Whitening Spherical Gaussian Mixtures in the Large-Dimensional Regime
This addresses a bottleneck in unsupervised learning for high-dimensional data analysis, though it is incremental as it builds on existing whitening techniques.
The paper tackles the problem of whitening spherical Gaussian mixture models in high-dimensional, low-sample-size regimes where standard whitening fails due to spectral distortion, and it proposes a corrected whitening matrix that restores asymptotic orthogonality, leading to performance gains in estimation.

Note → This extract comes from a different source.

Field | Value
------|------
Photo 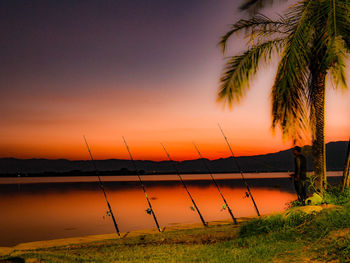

Whitening is a classical technique in unsupervised learning that can facilitate estimation tasks by standardizing data. An important application is the estimation of latent variable models via the decomposition of tensors built from high-order moments. In particular, whitening orthogonalizes the means of a spherical Gaussian mixture model (GMM), thereby making the corresponding moment tensor orthogonally decomposable, hence easier to decompose. However, in the large-dimensional regime (LDR) where data are high-dimensional and scarce, the standard whitening matrix built from the sample covariance becomes ineffective because the latter is spectrally distorted. Consequently, whitened means of a spherical GMM are no longer orthogonal. Using random matrix theory, we derive exact limits for their dot products, which are generally nonzero in the LDR. As our main contribution, we then construct a corrected whitening matrix that restores asymptotic orthogonality, allowing for performance gains in spherical GMM estimation.